Even if the U.S. Supreme Court overturns Roe v. Wade, the state’s new law ensures right to choose is law of state
As the Trump administration ramps up its war on women, Delaware just took a step in the opposite direction, passing a law to shield abortion rights from Republican attacks.
Though abortion was illegal in most circumstances under state law, Roe v. Wade enshrined a woman’s inherent right to choose. With Senate Bill 5, even if the landmark 1973 ruling is overturned, abortion will remain legal in the state.
One of the bill’s sponsors, Rep. Debra Heffernan, stated this week: “Roe v. Wade has been the law of the land for 44 years, and we want to make sure that Delaware protects that right no matter what happens at the federal level.”
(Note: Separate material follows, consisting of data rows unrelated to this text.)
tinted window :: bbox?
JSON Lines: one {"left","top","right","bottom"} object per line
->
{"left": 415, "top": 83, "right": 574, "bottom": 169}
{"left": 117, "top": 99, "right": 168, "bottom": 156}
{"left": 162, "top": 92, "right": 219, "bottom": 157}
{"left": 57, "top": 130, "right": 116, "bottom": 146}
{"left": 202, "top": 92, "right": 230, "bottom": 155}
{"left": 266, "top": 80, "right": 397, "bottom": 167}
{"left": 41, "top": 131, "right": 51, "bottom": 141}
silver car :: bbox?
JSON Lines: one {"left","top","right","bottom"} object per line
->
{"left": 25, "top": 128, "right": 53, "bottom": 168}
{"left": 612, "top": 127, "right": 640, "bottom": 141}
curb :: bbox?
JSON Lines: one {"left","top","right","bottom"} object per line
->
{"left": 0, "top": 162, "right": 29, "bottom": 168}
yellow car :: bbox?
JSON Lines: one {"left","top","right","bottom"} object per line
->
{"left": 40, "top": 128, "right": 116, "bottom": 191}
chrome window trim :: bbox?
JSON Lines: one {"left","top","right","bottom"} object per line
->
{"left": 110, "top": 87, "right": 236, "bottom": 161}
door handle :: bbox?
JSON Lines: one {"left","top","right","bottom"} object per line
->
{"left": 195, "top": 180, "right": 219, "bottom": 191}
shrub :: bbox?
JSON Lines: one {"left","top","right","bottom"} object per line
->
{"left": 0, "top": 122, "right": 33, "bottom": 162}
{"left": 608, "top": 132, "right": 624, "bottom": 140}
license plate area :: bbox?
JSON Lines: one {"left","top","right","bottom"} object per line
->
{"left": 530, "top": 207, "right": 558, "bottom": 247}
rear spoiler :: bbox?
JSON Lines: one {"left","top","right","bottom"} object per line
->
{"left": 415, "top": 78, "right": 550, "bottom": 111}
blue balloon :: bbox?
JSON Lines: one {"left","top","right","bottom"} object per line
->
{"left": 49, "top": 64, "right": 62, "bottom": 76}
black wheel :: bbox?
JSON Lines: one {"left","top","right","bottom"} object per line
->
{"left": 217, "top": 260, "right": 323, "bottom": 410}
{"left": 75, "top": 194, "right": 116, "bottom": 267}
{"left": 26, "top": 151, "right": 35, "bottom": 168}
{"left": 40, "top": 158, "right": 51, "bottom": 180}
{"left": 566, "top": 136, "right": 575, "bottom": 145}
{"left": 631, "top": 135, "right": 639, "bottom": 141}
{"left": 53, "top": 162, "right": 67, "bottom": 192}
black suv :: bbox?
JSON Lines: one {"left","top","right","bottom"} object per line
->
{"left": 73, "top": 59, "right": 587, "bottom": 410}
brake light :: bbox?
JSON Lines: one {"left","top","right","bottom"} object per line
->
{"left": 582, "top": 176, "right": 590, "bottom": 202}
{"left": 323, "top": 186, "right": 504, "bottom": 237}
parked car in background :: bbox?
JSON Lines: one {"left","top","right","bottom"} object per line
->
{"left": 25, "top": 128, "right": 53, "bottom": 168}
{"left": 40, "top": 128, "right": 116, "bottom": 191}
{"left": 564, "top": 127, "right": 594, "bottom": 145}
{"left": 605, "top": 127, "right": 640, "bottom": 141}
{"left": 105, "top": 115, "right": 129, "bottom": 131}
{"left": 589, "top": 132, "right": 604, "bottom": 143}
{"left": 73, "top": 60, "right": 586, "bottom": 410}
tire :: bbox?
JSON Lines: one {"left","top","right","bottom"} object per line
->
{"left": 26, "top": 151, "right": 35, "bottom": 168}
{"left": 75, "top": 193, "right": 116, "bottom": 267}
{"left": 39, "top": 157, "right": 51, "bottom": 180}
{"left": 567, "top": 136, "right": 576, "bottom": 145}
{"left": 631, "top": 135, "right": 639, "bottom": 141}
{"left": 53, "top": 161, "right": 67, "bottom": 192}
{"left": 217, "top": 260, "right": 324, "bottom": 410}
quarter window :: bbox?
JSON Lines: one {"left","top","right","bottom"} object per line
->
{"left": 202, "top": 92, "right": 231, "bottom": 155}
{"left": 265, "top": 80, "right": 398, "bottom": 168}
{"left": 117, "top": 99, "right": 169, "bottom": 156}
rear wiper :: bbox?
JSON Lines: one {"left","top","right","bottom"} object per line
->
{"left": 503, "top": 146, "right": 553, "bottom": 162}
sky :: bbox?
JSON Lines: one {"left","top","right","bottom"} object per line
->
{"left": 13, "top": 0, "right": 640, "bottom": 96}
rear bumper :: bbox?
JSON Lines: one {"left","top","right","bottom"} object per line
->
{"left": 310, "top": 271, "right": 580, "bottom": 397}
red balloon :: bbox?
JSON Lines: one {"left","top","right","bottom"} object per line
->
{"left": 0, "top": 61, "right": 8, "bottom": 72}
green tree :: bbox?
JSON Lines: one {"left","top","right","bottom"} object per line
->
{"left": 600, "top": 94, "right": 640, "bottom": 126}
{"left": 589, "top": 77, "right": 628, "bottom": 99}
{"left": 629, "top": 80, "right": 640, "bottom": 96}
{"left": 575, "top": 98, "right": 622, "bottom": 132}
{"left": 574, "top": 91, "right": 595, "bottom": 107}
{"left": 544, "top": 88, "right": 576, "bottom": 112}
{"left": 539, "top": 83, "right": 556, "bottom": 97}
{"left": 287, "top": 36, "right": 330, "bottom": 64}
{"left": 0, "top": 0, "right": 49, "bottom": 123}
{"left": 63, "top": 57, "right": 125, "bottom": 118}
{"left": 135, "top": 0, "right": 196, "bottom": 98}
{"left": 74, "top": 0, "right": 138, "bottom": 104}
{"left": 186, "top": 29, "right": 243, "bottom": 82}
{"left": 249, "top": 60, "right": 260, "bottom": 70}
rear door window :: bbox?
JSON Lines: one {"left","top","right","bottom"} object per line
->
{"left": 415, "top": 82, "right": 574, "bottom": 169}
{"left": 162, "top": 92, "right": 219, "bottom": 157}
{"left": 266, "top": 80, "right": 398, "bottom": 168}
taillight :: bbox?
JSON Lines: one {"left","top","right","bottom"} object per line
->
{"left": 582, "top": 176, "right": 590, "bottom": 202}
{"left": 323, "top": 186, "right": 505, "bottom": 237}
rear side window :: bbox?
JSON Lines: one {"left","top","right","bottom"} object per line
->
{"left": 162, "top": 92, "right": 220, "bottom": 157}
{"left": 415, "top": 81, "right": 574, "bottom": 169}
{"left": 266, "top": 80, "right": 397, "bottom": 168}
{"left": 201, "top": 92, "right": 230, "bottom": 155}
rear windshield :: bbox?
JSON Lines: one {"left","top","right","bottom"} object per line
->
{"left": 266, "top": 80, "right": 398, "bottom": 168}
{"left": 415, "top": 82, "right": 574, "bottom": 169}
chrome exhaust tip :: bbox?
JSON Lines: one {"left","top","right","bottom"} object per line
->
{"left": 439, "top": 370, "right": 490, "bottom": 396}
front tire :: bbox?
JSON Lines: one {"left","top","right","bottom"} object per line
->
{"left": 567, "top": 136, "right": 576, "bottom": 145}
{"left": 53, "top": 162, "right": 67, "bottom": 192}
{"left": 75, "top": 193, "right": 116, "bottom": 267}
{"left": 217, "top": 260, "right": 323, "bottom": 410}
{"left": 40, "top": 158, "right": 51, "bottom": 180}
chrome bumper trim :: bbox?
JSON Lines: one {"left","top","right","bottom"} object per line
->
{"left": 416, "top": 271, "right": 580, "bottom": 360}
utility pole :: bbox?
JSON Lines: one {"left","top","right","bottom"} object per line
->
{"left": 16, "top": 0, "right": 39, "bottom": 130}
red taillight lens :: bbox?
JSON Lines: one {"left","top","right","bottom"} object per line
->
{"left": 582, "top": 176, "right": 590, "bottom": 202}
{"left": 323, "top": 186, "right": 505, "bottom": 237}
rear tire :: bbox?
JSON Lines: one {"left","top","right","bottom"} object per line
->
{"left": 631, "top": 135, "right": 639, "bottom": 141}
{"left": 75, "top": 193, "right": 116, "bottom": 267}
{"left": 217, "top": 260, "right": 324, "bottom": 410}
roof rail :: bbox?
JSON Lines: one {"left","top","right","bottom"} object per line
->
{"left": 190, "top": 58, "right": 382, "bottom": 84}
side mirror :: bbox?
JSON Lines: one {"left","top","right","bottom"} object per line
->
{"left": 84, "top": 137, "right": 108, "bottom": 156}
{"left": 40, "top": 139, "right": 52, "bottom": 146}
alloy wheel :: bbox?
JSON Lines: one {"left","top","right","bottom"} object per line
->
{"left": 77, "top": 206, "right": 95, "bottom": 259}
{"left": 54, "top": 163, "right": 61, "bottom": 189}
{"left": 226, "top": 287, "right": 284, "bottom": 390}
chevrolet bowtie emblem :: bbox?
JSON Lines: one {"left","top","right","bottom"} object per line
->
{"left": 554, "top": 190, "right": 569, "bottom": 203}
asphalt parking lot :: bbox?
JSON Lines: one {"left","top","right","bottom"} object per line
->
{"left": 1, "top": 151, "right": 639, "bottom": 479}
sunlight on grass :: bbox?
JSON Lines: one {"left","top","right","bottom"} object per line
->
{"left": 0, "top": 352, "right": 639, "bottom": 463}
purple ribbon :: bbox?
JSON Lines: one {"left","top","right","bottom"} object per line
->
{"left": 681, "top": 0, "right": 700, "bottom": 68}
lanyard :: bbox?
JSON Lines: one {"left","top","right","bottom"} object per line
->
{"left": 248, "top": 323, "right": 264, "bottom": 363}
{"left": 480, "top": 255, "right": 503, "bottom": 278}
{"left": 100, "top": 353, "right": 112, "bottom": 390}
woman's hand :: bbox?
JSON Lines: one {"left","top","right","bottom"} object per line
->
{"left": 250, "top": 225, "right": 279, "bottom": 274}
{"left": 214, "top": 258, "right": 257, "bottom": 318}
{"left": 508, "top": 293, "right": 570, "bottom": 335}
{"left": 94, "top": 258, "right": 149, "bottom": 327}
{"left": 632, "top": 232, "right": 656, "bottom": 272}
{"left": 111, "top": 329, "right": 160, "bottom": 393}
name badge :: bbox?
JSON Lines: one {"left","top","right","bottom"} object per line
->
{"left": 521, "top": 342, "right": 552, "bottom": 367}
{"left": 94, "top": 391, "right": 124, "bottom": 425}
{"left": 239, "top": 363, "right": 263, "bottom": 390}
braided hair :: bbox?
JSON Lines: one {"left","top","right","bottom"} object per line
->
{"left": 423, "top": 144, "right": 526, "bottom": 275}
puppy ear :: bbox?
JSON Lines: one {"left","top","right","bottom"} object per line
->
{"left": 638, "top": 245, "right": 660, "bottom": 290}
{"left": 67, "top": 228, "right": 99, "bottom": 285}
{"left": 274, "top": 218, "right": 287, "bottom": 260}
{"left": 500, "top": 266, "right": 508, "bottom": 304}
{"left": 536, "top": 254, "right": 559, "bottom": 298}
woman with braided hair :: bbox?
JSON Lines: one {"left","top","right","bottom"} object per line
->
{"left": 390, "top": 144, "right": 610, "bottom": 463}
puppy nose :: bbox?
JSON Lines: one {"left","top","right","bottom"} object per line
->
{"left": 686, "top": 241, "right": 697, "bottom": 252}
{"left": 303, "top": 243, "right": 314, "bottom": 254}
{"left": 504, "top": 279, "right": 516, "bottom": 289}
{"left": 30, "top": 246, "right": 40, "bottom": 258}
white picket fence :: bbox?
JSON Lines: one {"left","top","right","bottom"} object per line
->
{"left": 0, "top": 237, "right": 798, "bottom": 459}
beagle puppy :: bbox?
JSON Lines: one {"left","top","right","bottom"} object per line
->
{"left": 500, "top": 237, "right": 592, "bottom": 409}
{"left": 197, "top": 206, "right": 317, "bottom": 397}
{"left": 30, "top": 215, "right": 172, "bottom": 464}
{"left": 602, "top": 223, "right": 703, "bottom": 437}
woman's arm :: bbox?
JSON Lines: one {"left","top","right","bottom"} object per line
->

The bill’s lead sponsor was state Sen. Bryan Townsend, who called it an “important effort to protect women’s rights.”
“We should have done this decades ago,” Townsend said last month. “I believe that we have a responsibility to women across Delaware not to have their rights be invalidated by an extreme shift in Washington.”
Abortion was only allowed by state law “if the pregnancy puts the mother’s life at risk, if it is a result of rape or incest, or if there is substantial risk of grave birth defects.” Abortions were banned after 20 weeks of pregnancy, Delaware Online writes.
The new law removes restrictions before a fetus reaches “viability.”
It also, Rewire points out, “repeal[s] the forced 24-hour waiting period prior to having an abortion, the state-mandated counseling prior to the procedure, and the requirement that a parent or guardian give consent for a pregnant minor to receive abortion care.”
“This new law is important because it says to women that you are important, that you have the ability to decide when to have a child and the state supports you in making the decision that is best for you and your family,” said Elizabeth Nash, an analyst at the Guttmacher Institute, an organization that works to promote sexual and reproductive health.
The Associated Press notes that the signing “of the bill comes as similar attempts in other Democratic-leaning states”—including Connecticut, Rhode Island, and New York—” to codify abortion rights have stalled.”